The Pharmacy and Poisons Board identified two batches (B4033894D and B425875D) falsely labeled as Truvada, a widely used HIV prevention drug globally.
The Board emphasized that the “safety, quality, and efficacy cannot be assured,” and stern legal actions will be taken against those involved in the trade.
This alarming discovery raises concerns about the potential circulation of a significant number of counterfeit Truvada drugs in Kenya, posing a severe threat to public health.
With approximately 1.4 million people living with HIV in Kenya, and 1.2 million on antiretroviral therapy, the challenges in addressing counterfeit medicines are magnified.
The incident mirrors a similar issue faced by authentic Truvada in the U.S. earlier this year, emphasizing the global nature of the problem.
This underscores the urgent need for coordinated efforts to combat the production and distribution of counterfeit drugs, especially those critical for public health.
Even in East Africa’s commercial hub, combating counterfeit drugs proves to be a substantial challenge. Truvada, a crucial medication for treating HIV and as preexposure prophylaxis for high-risk individuals, plays a vital role in public health.
The incident highlights the pressing need for enhanced measures and vigilance to ensure the authenticity and safety of medications, particularly those addressing critical health concerns such as HIV/AIDS.
The warning aligns with concerns raised by Kenya’s National Syndemic Diseases Control Council about a 61% surge in HIV infection rates among individuals aged 15 to 29 between 2021 and 2022.
Health workers across Africa express worries about complacency in the face of improving AIDS treatment, emphasizing the ongoing need for vigilance in addressing HIV/AIDS.
The Pharmacy and Poisons Board’s recent recall of children’s syrups over safety concerns adds to the growing signals of potential issues with the quality of drugs in the market.
This year alone, the agency has blacklisted new drugs already in circulation, further highlighting concerns about drug quality in Kenya.
In a related caution, the Pharmacy and Poisons Board has warned against the buying and use of a popular drug known as ‘Asali ya wazee,’ allegedly enhancing sex amongst adults.
Thorough tests on the honey-based product revealed significant adulteration, containing high levels of Sildenafil, a conventional active pharmaceutical ingredient prescribed for erectile dysfunction and pulmonary arterial hypertension.
The PPB strongly cautions the public against involvement in the trade, distribution, or use of this product, emphasizing the legal consequences for those found dealing with or distributing these products.
The board underscores the importance of using only approved health products and encourages prompt reporting of suspected substandard and falsified medical products by both the general public and healthcare providers.
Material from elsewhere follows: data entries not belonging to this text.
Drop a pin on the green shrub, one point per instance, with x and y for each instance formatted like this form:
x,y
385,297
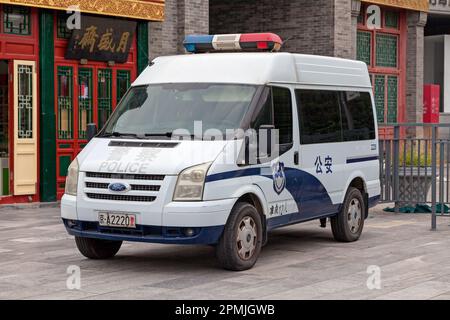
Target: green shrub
x,y
415,160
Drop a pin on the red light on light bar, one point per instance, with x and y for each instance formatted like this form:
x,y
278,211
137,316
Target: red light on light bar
x,y
260,37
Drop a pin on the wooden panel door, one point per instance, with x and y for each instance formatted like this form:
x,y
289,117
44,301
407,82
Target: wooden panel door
x,y
25,128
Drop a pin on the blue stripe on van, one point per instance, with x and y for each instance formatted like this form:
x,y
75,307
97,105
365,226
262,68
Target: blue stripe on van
x,y
362,159
234,174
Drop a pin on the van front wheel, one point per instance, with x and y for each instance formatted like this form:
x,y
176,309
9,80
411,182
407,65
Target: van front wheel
x,y
348,224
97,248
241,241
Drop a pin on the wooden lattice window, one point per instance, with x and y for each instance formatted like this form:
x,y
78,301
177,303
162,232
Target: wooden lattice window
x,y
104,96
16,20
62,32
85,105
25,102
123,82
387,50
65,102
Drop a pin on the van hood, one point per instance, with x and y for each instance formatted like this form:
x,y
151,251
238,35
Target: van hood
x,y
167,157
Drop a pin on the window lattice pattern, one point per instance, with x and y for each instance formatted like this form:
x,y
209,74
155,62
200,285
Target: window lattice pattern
x,y
62,31
4,121
123,83
387,48
25,102
363,51
379,91
65,103
84,101
16,20
391,19
392,99
104,96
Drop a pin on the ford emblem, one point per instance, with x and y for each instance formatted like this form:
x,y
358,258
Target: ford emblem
x,y
119,187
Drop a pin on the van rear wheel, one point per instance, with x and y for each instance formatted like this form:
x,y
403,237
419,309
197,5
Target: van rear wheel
x,y
97,248
240,244
348,224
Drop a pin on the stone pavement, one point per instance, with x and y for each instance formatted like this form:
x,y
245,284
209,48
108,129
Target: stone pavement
x,y
299,262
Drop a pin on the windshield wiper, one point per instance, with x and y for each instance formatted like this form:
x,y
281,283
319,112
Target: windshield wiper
x,y
165,134
121,134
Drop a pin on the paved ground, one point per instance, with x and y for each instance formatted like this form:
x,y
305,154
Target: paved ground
x,y
300,262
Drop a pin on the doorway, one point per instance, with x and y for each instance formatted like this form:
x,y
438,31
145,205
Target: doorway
x,y
4,130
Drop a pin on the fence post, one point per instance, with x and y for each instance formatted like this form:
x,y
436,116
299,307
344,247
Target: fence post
x,y
396,164
433,176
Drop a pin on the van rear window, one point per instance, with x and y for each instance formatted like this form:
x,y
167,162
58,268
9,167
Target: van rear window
x,y
327,116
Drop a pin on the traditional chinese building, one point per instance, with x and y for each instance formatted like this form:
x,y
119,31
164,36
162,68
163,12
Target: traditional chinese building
x,y
386,34
437,53
56,77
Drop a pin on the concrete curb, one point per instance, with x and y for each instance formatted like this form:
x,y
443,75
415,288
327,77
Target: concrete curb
x,y
34,205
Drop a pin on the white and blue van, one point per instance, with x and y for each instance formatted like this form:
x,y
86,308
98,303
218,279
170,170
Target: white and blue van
x,y
221,148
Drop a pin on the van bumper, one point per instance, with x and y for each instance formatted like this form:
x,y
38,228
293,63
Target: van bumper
x,y
150,234
205,218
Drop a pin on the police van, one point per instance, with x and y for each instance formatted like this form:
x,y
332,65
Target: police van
x,y
220,148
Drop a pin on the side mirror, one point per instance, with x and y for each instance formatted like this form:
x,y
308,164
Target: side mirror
x,y
91,131
265,140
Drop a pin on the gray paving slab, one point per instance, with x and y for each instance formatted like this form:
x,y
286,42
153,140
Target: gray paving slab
x,y
299,262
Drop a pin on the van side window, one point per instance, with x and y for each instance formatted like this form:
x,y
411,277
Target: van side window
x,y
357,116
276,110
282,104
264,113
319,116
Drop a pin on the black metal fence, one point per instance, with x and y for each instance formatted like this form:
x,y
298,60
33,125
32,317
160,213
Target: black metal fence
x,y
415,167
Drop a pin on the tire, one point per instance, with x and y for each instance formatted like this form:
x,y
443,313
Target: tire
x,y
241,241
348,224
96,248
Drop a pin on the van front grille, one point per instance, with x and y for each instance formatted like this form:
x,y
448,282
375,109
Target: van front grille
x,y
120,197
143,187
128,176
134,187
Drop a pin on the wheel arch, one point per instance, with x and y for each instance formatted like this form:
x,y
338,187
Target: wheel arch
x,y
358,181
254,196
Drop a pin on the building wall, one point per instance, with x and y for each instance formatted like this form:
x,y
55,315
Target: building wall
x,y
320,27
306,26
182,17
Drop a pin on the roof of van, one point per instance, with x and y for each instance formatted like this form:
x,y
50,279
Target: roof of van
x,y
256,68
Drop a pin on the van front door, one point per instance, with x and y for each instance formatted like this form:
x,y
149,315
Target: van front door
x,y
25,127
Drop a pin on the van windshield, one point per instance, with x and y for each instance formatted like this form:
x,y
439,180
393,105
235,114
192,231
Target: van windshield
x,y
169,109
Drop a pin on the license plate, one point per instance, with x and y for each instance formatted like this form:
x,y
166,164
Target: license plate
x,y
115,219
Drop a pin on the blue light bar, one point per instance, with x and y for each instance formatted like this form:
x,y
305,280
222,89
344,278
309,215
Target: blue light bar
x,y
233,42
196,43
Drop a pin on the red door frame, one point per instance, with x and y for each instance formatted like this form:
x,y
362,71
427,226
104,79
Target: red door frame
x,y
20,47
76,143
400,71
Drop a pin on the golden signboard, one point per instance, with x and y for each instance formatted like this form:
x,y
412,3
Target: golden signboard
x,y
418,5
138,9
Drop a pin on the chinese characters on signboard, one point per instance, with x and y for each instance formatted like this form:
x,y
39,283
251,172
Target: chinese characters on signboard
x,y
101,39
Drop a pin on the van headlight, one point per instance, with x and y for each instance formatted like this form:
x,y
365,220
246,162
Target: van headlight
x,y
191,182
72,178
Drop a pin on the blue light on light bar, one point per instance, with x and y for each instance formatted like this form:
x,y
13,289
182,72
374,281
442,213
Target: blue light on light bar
x,y
194,43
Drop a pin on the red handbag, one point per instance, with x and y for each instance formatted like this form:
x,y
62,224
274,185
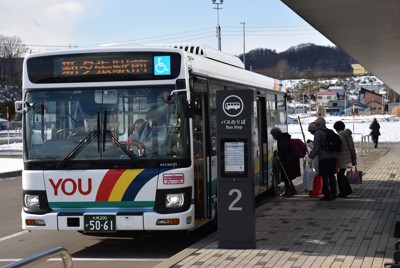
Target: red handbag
x,y
317,187
354,176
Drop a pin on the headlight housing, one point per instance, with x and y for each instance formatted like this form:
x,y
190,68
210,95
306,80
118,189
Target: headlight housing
x,y
31,202
173,200
35,202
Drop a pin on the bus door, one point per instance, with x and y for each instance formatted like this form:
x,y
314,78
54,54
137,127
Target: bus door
x,y
201,158
263,138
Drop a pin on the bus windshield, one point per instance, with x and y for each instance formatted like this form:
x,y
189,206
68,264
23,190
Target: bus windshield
x,y
67,125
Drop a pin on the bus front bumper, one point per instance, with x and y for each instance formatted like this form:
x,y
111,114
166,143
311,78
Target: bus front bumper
x,y
147,221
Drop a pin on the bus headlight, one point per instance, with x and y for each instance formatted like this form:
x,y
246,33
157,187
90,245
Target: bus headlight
x,y
174,200
31,202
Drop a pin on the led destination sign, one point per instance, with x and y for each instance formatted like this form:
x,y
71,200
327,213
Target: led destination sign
x,y
103,67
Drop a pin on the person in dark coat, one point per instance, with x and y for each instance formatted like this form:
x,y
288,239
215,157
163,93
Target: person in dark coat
x,y
290,168
327,161
347,157
375,133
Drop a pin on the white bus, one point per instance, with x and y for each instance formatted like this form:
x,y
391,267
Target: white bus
x,y
124,139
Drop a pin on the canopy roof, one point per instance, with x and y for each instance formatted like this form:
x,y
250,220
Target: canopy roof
x,y
367,30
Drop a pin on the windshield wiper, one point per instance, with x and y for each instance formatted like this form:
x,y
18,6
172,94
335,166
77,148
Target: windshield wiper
x,y
115,141
78,148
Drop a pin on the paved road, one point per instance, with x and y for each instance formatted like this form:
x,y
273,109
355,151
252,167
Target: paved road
x,y
86,251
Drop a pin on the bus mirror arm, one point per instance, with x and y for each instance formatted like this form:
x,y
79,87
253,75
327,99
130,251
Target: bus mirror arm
x,y
189,108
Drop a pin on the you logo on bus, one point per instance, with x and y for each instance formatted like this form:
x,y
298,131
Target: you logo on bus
x,y
232,105
69,186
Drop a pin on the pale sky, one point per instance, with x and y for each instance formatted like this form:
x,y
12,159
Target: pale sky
x,y
50,24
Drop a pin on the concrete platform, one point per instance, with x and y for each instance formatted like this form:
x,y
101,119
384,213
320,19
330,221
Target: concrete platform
x,y
305,232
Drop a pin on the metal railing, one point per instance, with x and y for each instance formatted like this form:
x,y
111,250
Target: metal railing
x,y
366,144
44,256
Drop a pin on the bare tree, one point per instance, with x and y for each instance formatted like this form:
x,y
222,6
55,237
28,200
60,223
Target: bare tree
x,y
11,49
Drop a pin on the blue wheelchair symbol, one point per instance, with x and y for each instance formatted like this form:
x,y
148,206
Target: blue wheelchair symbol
x,y
162,65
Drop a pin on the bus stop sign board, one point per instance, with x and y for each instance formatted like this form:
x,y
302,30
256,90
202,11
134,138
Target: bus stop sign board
x,y
236,208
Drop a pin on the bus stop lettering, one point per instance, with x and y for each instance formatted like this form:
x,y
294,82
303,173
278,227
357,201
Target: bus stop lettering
x,y
70,186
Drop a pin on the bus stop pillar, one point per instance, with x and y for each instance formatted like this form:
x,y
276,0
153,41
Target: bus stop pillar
x,y
235,184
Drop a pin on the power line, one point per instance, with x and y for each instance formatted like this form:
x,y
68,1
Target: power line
x,y
204,33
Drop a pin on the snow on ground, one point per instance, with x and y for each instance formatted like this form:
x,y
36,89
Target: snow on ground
x,y
390,132
359,125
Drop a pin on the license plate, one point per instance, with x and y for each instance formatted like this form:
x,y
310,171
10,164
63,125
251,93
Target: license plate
x,y
99,223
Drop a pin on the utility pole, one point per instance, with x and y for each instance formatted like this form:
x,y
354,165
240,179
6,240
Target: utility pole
x,y
244,43
218,2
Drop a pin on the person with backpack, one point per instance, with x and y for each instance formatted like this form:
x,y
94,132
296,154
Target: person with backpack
x,y
288,162
375,133
327,159
345,158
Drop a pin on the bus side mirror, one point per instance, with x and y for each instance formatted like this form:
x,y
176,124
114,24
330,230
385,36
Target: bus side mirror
x,y
19,106
189,108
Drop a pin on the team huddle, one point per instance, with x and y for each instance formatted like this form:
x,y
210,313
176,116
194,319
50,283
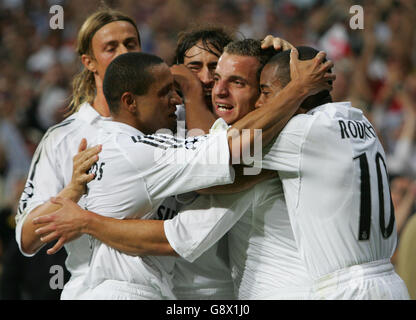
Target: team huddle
x,y
148,214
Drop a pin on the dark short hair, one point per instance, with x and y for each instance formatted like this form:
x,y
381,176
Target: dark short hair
x,y
282,73
211,36
128,72
251,48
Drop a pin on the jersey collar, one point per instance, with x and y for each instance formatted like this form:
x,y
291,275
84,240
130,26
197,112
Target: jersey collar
x,y
115,126
345,104
87,113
Vigilance and adherence to approved medications are crucial in safeguarding public health amid rising concerns about counterfeit drugs in Kenya.
Globally, substandard and falsified medicines pose a grave threat, leading to hundreds of thousands of fatalities.
In Africa alone, 100,000 people die annually from such medicines. The World Health Organization (WHO) reports 43 instances of falsified medicines between 2019 and the present, emphasizing the severity of the problem.
Moreover, up to two billion people worldwide lack access to necessary medicines, creating a dangerous vacuum filled by substandard and falsified products.
The WHO highlights the growing complexity of global supply chains and the role of e-commerce in facilitating the purchase of medicines from unauthorized sources, contributing to the rise of substandard and falsified products.
The organization estimates that more than one in ten medicines in low- and middle-income countries are substandard or falsified, spanning pills, vaccines, and diagnostic kits. The WHO states, “No country remains untouched from this issue.”